Publié : 04 oct. 2009, 04:18
par a-Sansara
@yza
yza a écrit :Même si l'auteur peut changer d'avis (droit de retrait) l'utilisateur final peut faire valoir la licence s'il est de bonne foi et il y a de forte chance pour qu'il puisse prouver qu'il l'est.
oui ça c'est l'irrévocabilité de la licence, que je ne remet nullement en cause, on contraire. Ce dont je parle ce n'est pas le droit de retrait de l'auteur.

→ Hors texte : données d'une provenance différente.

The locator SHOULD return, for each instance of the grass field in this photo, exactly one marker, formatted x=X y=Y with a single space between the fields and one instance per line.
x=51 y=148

Imaginons un type qui s'appelle truc muche et son nom de scène c'est duchmouk, il va voir un pote hacker, où au pire il passe par un ou plusieurs proxy. Il s'inscrit sur dogma sous le nom michetrique et gère le groupe duchmouk. Deux ans passent, il est content tout se passe bien il a l'opportunité (!?) de signer pour un prestigieux label super new tendance. (je passe les détails) il désinscrit le groupe ducmouk de dogma, efface tous les titres. Youpi c'est signé, deux ans passe, je rezappe les détails, puis un beau jour il y a une chasse au sorcière et untel qu'aimait bien duchmouk et qu'il l'a dans son disque dur se fait prendre par la gente hadopienne. Le gars il va rétorquer ben, c'est sous licence libre. Tu crois qu'il va le prouver comment si l'auteur truc muche nie avoir placé ses titres sous licences libre. Il est copyrighté, et l'auteur des titres, et il peut le prouver. le gars qui se fera pincé, il pourra être de bonne foi, je ne suis pas sur que sa bonne foi lui apportera la paix, d'autant s'il doit prouver son innocence.
ben ça paraît peut-être absurde dit comme ça, mais c'est en tout les cas facilement réalisable, le plus dur restant de signer l'enfermement.
Re: Comment définir l'utilisation commerciale d'une oeuvre ?
Publié : 04 oct. 2009, 13:16
par __sam
Je préfère donc largement une gestion individuelle avec mutualisation des moyens permettant à tous ceux qui le souhaitent d'avoir accès à ces moyens, plutôt qu'une gestion collective qui répartit des revenus, avec des critères qui seront fatalement considérés à tort ou à raison (pour peu que la raison ait quelque chose à voir avec les goûts et les couleurs) comme injustes par certains.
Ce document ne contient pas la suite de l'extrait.